Registry is the first service you want to launch. It’s the center point of system:

  • Handles schemas
  • Handles locking mechanism
  • Handles coordination between workers
  • Handles metrics

(And yes, it’s possible to launch cluster of these to have High Availability. But that’s at the later stages)

Initial config:

registry:
  bind: localhost:4567
  advertise: localhost:4567
  database: data/registry.db

First confusing part:

  • bind is address on which registry is directly reachable
  • advertise is address used when you have cluster of registries.

In simplest terms - bind can be public IP, advertise - private network IP. On one you reach registry, on another registries talk to each other.

Database - Registry is SQLite to persist data. The only requirement is to give path where to store it. (Data Share between different nodes is done using Gossip)

Sink config:

To be able to auto load schemas, Registry needs to reach your sink.

Simple example with Postgres

sink:
  type: postgres
  host: 127.0.0.0
  port: 5432
  database: warehouse
  username: admin
  password: secret123

And the good part - one config can be reused in other apps:

registry:
  bind: localhost:4567
  advertise: localhost:4567
  database: data/registry.db

sink:
  type: postgres
  host: 127.0.0.0
  port: 5432
  database: warehouse
  username: admin
  password: secret123

Now if we simply launch ./bin/admin with same config and it will be fully capable to sync with Registry and fetch new schemas from destination

Launching Admin

As mentioned above, you simply can run admin binary and pass same config. In admin you will:

  • See all schemas
  • Refresh schemas (update existing ones and automatically add new tables)
  • Flag columns (to hide, hash, encrypt or other protections applied automatically)

Admin doesn’t actually need to be always running.

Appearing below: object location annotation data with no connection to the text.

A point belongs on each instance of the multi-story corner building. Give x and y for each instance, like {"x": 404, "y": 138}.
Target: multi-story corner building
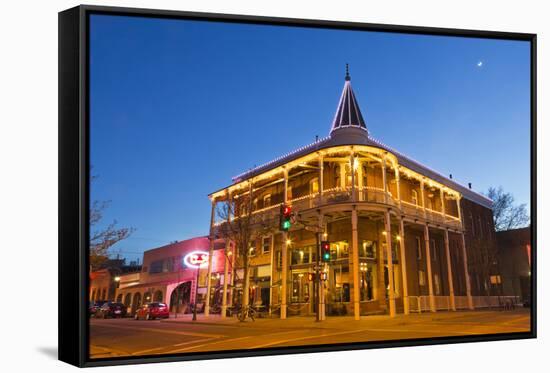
{"x": 401, "y": 234}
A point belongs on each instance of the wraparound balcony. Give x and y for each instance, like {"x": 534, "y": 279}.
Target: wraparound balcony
{"x": 367, "y": 195}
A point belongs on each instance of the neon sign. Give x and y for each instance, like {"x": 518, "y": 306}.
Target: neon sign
{"x": 195, "y": 259}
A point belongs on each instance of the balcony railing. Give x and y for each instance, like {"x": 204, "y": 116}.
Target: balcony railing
{"x": 360, "y": 194}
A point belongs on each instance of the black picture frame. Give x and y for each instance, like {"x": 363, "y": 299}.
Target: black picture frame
{"x": 74, "y": 181}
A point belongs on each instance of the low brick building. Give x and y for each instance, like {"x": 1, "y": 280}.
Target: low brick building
{"x": 514, "y": 247}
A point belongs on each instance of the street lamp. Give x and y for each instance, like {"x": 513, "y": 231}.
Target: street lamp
{"x": 196, "y": 259}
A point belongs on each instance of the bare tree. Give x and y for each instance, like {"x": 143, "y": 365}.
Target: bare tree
{"x": 102, "y": 237}
{"x": 240, "y": 226}
{"x": 506, "y": 214}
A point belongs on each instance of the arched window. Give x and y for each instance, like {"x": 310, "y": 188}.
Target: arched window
{"x": 314, "y": 186}
{"x": 414, "y": 197}
{"x": 267, "y": 200}
{"x": 128, "y": 299}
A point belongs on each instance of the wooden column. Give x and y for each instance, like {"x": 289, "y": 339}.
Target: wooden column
{"x": 284, "y": 249}
{"x": 233, "y": 253}
{"x": 466, "y": 274}
{"x": 355, "y": 264}
{"x": 360, "y": 180}
{"x": 320, "y": 290}
{"x": 384, "y": 179}
{"x": 406, "y": 306}
{"x": 422, "y": 198}
{"x": 271, "y": 266}
{"x": 429, "y": 267}
{"x": 321, "y": 181}
{"x": 210, "y": 254}
{"x": 391, "y": 293}
{"x": 442, "y": 198}
{"x": 398, "y": 186}
{"x": 351, "y": 163}
{"x": 449, "y": 271}
{"x": 225, "y": 278}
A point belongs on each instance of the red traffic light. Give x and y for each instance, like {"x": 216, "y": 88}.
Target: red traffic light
{"x": 325, "y": 251}
{"x": 286, "y": 215}
{"x": 287, "y": 210}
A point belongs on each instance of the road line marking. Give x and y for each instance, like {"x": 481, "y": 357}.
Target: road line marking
{"x": 192, "y": 334}
{"x": 142, "y": 352}
{"x": 307, "y": 337}
{"x": 232, "y": 340}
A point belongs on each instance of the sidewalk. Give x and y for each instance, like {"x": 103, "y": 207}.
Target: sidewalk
{"x": 337, "y": 322}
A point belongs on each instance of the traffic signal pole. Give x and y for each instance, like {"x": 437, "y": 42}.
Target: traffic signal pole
{"x": 317, "y": 281}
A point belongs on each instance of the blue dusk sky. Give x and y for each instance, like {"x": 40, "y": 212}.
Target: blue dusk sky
{"x": 179, "y": 107}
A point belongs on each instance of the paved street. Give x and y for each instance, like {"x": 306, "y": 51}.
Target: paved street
{"x": 124, "y": 337}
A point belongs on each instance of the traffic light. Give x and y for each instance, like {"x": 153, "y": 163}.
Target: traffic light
{"x": 286, "y": 212}
{"x": 325, "y": 251}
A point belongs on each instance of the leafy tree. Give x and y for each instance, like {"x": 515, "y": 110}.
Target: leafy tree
{"x": 506, "y": 214}
{"x": 102, "y": 237}
{"x": 241, "y": 227}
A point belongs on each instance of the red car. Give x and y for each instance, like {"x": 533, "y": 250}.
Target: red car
{"x": 151, "y": 311}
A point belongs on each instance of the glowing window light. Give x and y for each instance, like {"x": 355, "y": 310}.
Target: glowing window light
{"x": 196, "y": 259}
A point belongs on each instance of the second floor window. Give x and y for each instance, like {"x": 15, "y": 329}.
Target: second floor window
{"x": 421, "y": 278}
{"x": 314, "y": 186}
{"x": 414, "y": 197}
{"x": 267, "y": 200}
{"x": 433, "y": 249}
{"x": 266, "y": 244}
{"x": 437, "y": 284}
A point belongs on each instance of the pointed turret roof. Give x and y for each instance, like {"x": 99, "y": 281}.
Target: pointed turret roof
{"x": 349, "y": 128}
{"x": 348, "y": 113}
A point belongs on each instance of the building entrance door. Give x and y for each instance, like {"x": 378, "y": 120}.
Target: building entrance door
{"x": 265, "y": 297}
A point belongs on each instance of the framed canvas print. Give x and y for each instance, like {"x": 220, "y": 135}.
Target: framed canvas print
{"x": 240, "y": 186}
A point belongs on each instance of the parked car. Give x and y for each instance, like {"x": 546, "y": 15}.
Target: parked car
{"x": 94, "y": 306}
{"x": 111, "y": 309}
{"x": 151, "y": 311}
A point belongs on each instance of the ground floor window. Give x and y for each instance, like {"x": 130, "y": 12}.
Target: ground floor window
{"x": 300, "y": 288}
{"x": 339, "y": 283}
{"x": 366, "y": 280}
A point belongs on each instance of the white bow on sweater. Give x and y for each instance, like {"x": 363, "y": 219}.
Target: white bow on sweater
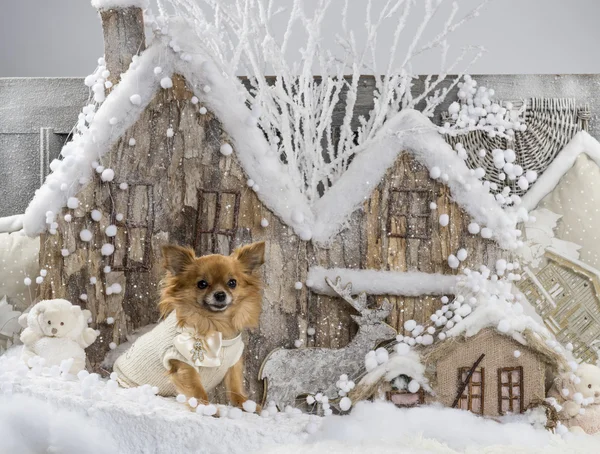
{"x": 200, "y": 350}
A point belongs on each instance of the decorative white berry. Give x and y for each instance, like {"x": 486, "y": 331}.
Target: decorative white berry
{"x": 85, "y": 235}
{"x": 111, "y": 230}
{"x": 473, "y": 228}
{"x": 249, "y": 406}
{"x": 107, "y": 175}
{"x": 96, "y": 215}
{"x": 73, "y": 203}
{"x": 136, "y": 99}
{"x": 345, "y": 404}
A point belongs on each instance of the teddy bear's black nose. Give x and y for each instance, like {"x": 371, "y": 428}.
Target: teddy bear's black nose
{"x": 220, "y": 296}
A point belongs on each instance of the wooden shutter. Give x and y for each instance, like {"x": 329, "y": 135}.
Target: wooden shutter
{"x": 472, "y": 396}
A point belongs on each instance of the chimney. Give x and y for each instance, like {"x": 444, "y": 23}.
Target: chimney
{"x": 123, "y": 38}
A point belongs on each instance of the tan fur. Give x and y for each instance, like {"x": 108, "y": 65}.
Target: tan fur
{"x": 180, "y": 292}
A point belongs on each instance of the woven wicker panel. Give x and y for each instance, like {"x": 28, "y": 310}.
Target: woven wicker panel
{"x": 499, "y": 354}
{"x": 551, "y": 124}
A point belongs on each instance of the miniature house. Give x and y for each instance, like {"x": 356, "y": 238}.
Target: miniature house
{"x": 565, "y": 292}
{"x": 173, "y": 182}
{"x": 500, "y": 383}
{"x": 488, "y": 373}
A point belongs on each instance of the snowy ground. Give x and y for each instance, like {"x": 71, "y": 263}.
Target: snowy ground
{"x": 39, "y": 411}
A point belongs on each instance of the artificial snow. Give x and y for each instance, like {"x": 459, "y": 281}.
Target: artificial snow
{"x": 582, "y": 142}
{"x": 374, "y": 282}
{"x": 320, "y": 219}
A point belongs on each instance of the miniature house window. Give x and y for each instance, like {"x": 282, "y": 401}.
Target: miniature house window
{"x": 409, "y": 215}
{"x": 134, "y": 237}
{"x": 217, "y": 221}
{"x": 510, "y": 390}
{"x": 472, "y": 397}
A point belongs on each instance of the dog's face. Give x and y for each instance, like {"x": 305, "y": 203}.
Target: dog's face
{"x": 216, "y": 288}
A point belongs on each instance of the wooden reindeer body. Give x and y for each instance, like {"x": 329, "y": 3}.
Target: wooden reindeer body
{"x": 293, "y": 373}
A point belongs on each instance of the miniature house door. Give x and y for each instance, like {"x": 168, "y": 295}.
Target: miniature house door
{"x": 472, "y": 397}
{"x": 510, "y": 390}
{"x": 217, "y": 221}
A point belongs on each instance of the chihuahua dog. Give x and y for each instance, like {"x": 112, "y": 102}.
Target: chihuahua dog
{"x": 206, "y": 302}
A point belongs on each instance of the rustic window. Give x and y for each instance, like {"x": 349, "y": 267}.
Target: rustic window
{"x": 510, "y": 390}
{"x": 403, "y": 398}
{"x": 472, "y": 396}
{"x": 409, "y": 214}
{"x": 217, "y": 221}
{"x": 134, "y": 236}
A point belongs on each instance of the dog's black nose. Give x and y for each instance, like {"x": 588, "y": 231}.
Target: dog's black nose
{"x": 220, "y": 296}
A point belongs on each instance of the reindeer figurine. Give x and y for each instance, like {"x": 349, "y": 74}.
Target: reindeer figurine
{"x": 288, "y": 374}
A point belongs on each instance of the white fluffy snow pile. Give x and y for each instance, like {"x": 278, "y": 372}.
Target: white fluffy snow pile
{"x": 42, "y": 413}
{"x": 375, "y": 282}
{"x": 29, "y": 425}
{"x": 476, "y": 110}
{"x": 107, "y": 4}
{"x": 105, "y": 121}
{"x": 138, "y": 421}
{"x": 381, "y": 427}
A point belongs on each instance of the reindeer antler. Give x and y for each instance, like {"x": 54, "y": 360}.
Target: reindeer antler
{"x": 360, "y": 303}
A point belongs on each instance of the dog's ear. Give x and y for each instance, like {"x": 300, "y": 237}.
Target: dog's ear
{"x": 251, "y": 256}
{"x": 176, "y": 258}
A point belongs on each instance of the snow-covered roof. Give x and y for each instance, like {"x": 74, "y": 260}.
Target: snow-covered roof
{"x": 375, "y": 282}
{"x": 582, "y": 268}
{"x": 582, "y": 142}
{"x": 408, "y": 130}
{"x": 107, "y": 4}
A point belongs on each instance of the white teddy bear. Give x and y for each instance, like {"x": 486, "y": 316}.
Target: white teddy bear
{"x": 56, "y": 330}
{"x": 580, "y": 396}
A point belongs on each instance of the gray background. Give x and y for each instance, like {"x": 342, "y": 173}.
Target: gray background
{"x": 63, "y": 38}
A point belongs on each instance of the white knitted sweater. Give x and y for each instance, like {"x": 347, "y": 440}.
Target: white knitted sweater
{"x": 147, "y": 360}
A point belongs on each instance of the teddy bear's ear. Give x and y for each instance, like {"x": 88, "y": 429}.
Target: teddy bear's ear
{"x": 23, "y": 320}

You can shut it down after initial config.

Launching API

For API to work (and later worker), we need to have NATS + Jetstream running

For quick local testing, you can run:

#!/bin/bash

OCI=podman

${OCI} run --rm -d --name nats -p 4222:4222 -p 8222:8222 docker.io/library/nats:latest -js

(change OCI to docker if you’re using it) this bash script will launch local NATS cluster which will cover all testing needs

And we need to slightly edit our config by adding two more sections:

service:
  bind: localhost:3105

nats:
  url: nats://localhost:4222
  stream: "local"

Now we can simply launch api binary and pass full config as an argument.

Full config:

registry:
  bind: localhost:4567
  advertise: localhost:4567
  database: data/registry.db

sink:
  type: postgres
  host: 127.0.0.0
  port: 5432
  database: warehouse
  username: admin
  password: secret123

service:
  bind: localhost:3105

nats:
  url: nats://localhost:4222
  stream: "local"

Launching Worker

Config actually covers all of our needs, worker can be simply launched with current one.

What’s next?

API is ready to accept data and worker is ready to push it into Data Warehouse. Next step is actually integrating to the API from your App side.